Aquí está como un día Fra Pandolfo
la pintó con sus manos. Para verla
¿sentaros no queréis? De intento dije
«Fra Pandolfo», que nunca vio un extraño
como sois vos, en la figura, el hondo
y apasionado y serio encanto suyo,
sin volverse hacia mí (pues la cortina
que la cubre y por vos he descorrido
nadie la toca sino yo) ganoso
de preguntar, sí osaba, cómo el raro
prodigio vino aquí; ya en otros muchos
vi tal curiosidad. Señor, no sólo
de su esposo el aspecto en las mejillas
de la Duquesa tonos tan alegres
ponía. Fra Pandolfo bromeaba
con frecuencia diciendo: «La mantilla
de mi señora cae demasiado
por la fina muñeca», o bien: «El arte
pierda toda esperanza, que impotente
será para copiar ese desmayo
de suavidad que muere en su garganta.»
Galanterías de tal suerte fueron
bastantes para dar a sus mejillas
esos alegres tonos.
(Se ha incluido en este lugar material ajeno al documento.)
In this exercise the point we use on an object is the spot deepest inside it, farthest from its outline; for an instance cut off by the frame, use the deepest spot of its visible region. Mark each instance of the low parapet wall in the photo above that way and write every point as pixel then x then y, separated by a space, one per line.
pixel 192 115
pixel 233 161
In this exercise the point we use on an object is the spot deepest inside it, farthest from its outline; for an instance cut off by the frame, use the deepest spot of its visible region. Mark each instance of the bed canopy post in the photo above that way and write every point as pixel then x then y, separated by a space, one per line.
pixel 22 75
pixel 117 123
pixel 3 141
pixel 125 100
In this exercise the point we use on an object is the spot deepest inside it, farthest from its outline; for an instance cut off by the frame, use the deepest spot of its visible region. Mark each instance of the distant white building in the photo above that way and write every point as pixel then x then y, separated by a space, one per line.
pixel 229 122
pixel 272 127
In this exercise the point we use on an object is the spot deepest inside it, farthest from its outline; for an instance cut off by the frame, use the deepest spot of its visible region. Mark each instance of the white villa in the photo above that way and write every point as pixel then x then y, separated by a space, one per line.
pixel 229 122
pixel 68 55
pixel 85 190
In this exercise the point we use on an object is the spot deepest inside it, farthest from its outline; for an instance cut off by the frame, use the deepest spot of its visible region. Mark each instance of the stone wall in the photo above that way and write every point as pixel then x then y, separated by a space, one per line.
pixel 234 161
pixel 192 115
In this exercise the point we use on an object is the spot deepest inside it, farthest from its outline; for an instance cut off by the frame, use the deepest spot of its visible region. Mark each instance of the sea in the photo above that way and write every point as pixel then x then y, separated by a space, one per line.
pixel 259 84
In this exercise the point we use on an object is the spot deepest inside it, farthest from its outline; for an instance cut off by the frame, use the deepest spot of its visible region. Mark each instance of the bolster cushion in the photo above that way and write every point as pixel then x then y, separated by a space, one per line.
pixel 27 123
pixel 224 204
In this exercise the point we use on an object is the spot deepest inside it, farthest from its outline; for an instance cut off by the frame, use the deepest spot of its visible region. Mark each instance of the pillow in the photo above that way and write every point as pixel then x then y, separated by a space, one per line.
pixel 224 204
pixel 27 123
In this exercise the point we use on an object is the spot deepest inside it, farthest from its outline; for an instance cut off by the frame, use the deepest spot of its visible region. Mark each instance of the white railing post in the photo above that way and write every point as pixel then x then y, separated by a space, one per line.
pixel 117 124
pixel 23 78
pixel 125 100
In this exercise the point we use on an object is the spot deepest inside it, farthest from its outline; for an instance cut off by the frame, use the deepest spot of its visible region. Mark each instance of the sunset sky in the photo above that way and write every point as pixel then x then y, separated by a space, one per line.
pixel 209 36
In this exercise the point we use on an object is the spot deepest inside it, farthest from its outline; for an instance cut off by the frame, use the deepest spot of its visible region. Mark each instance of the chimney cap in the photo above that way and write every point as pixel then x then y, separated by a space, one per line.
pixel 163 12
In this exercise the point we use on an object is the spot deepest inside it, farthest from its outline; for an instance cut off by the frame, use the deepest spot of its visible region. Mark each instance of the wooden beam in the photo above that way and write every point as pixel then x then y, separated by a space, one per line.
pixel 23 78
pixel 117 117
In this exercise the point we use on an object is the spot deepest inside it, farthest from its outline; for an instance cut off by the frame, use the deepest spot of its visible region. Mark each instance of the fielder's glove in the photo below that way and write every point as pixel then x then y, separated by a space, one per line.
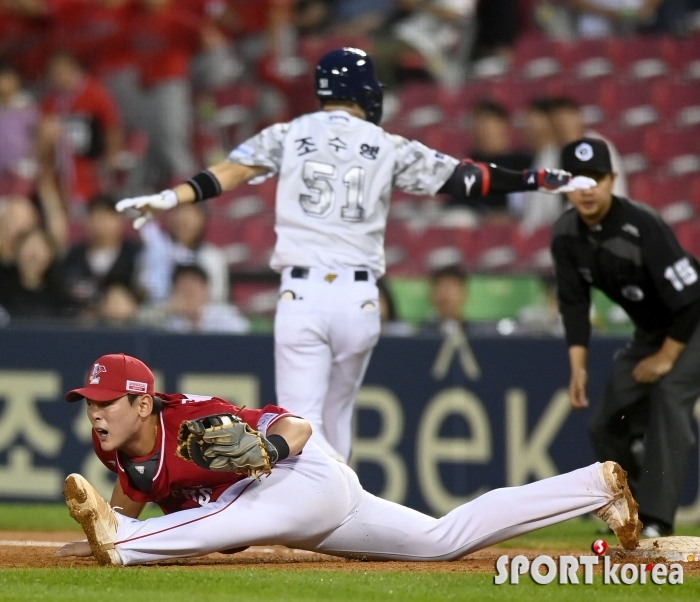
pixel 556 181
pixel 145 205
pixel 224 442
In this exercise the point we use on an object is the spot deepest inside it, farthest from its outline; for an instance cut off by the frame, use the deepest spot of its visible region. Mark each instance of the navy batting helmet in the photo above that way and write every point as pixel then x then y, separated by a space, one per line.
pixel 348 74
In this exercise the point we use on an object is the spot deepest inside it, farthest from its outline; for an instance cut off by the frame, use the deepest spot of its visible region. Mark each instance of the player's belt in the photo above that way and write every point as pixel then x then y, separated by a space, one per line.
pixel 303 274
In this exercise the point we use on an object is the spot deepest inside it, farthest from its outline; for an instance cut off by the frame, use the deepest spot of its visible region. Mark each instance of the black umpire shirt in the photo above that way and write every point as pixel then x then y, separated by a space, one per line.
pixel 634 258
Era el suyo
un corazón —no sé cómo decirlo—
un corazón propenso a la alegría
y a todo encanto fácil. Encontraba
gozo en todas las cosas, y sus ojos
en todo se posaban. Todo grato
para ella, señor: mis agasajos
en su pecho; las luces del poniente;
las cerezas que un necio le traía
del huerto, adulador; la mula blanca
sobre la que, de la terraza en torno,
cabalgaba; cualquiera, cualquier cosa,
su rubor o su elogio merecía.
Daba gracias a todos —¡bien, de alguna
manera! —no sé cómo— y mi regalo,
de novecientos años de nobleza
con el don de cualquiera equiparaba.
¿Quién vituperaría tan ligera
frivolidad? Si yo tuviera ingenio
—que no lo tengo—en el hablar, muy claro
le hubiera dicho: «En esto justamente
me disgustáis, y en esto; erráis en esto;
pasáis en esto de la raya» —y ella,
si al verse corregida, no mostraba
su agudeza ni excusas os pedía,
vituperio existiera; y vituperio
no admito yo. Señor, sonreiría
sin duda al verme tolerar; empero
¿quién toleró, de una sonrisa libre?
Siguió aquello. Con una orden, todas
de una vez, acabaron las sonrisas.
Vedla aquí como en vida. —¿Sois gustoso
de levantaros? Descender podemos
junto a nuestros amigos. —Os repito
que la notoria esplendidez del Conde,
vuestro señor, es buena garantía
de que todas mis justas peticiones
de dote atenderá —mas os declaro
que la sola hermosura de su hija
me aficiona.— Señor, bajemos juntos.
Ved el Neptuno aquel, que va rigiendo
un caballo de mar. Una bicoca
no del todo vulgar: obra de Claudio
de Insbruck, en bronce para mí fundida.